Yesterday, family members were asked to check out of the Lido Hotel in Beijing, where at least 100 police and several ambulances were on stand-by in case of trouble.
"Why did they ask us to leave so suddenly? Why couldn't they have given us five or six more days?" a woman from Henan province asked.
A receptionist at the hotel said a large number of relatives had checked out by late afternoon.
On Thursday, the Malaysian government released a preliminary report on flight MH370, which disappeared on March 8 while en route from Kuala Lumpur to Beijing with 239 people on board. It showed air traffic controllers took 17 minutes to notice the disappearance and four hours for officials to declare a search-and-rescue mission.

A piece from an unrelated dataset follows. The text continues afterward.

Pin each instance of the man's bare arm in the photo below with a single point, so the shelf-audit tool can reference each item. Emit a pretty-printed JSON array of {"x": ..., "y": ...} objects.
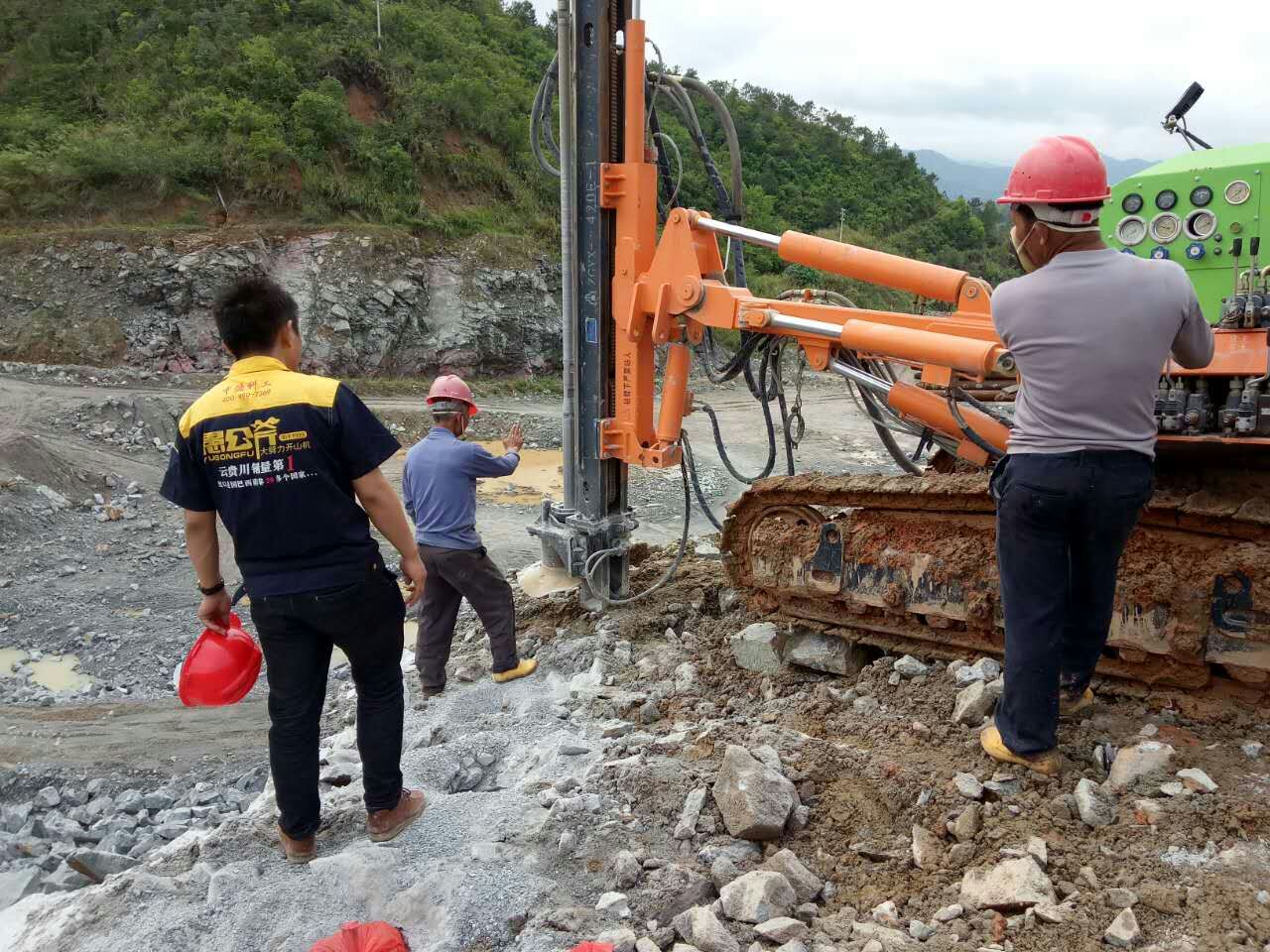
[{"x": 204, "y": 555}]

"That's why I think this is a political issue," said a Tianjin woman whose boyfriend was on board the flight. "Why else would it take them four hours to start the search?"
A search of the southern Indian Ocean where the Boeing 777 is believed to have gone down has found no sign of the airliner.
At a press conference in Kuala Lumpur yesterday, Malaysian acting Transport Minister Hishammuddin Hussein said France took more than six hours to declare a rescue mission after Air France flight 447 went missing over the Atlantic in 2009. But, he said, the investigation team would still look into the issue.
That will come as little comfort to relatives.
"It is torture," said Nan Kaijun, a Shandong native whose brother-in-law was on board the plane. "If we go home, who are we going to direct our questions to? Who will update us on new developments?"
Provincial officials have been at the hotel trying to persuade relatives to return home, as well as offering temporary accommodation in Beijing if they wish to stay.
Bian Zengchao, a village-level official from Hebei , said he and nine other officials were told to escort three family members home. "We are worried about them," Bian said.
A woman from Henan, whose elder brother was on board the plane, said officials from her village had travelled to the hotel and pressured her to leave.
The Beijing Lawyer's Association has assembled 71 lawyers to provide free legal services. They will negotiate compensation.
Malaysia Airlines will begin to distribute US$50,000 to each family next week, but some relatives may not accept it yet.
"Accepting the money and signing with the lawyers would mean I accept that he's dead," the Tianjin woman said. "I'm not ready to do that yet."